Omwille van hun extreme biopersistentie kunnen de vezels niet biologisch worden gereduceerd door de longmacrofagen. De macrofagen sterven af en vormen de typische asbestlichaampjes. Door hun pinachtige/aciculaire structuur zijn de vezels vatbaar om vast te geraken in de alveoli van het longparenchym, zodat ze niet uit het systeem kunnen worden verwijderd. De menselijke long heeft geen afweermechanismen die de binnendringende vezels uit de longblaasjes kunnen verwijderen. Asbestvezels blijven dus in de long waar hun aanhoudende aanwezigheid longaandoeningen veroorzaakt. Voortdurende irritatie van het weefsel leidt tot chronische ontsteking waarop het weefsel reageert door littekenvorming.
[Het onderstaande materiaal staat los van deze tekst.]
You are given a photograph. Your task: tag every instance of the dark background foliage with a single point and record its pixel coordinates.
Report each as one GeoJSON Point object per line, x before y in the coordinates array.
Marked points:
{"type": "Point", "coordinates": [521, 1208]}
Niet alleen de amfiboolvezels kunnen gedurende vele jaren in het longweefsel worden aangetroffen, maar ook chrysotielvezels, zoals kenmerkend is voor pneumoconiose ten gevolge van asbestvezels.
De gevaarlijke aard van chrysotielasbest staat ter discussie. Het antwoord op deze vraag is van groot belang voor medici, toxicologen en de beoordeling van beroeps- en milieurisico’s. Onze unieke gegevens bevestigden experimenteel de bekende eigenschappen van de asbestvezels (asbest in het Oudgrieks ἄσβεστος=onvergankelijk) voor individuele menselijke longen in vivo gedurende vele jaren. In het algemeen toont deze studie zeer duidelijk een hoge biopersistentie aan van niet alleen amfibool maar ook chrysotiel asbest in de menselijke longen en geeft aldus mechanistische verklaringen voor de toxiciteit van de vezel en de lange latentietijd van asbestgerelateerde ziekten.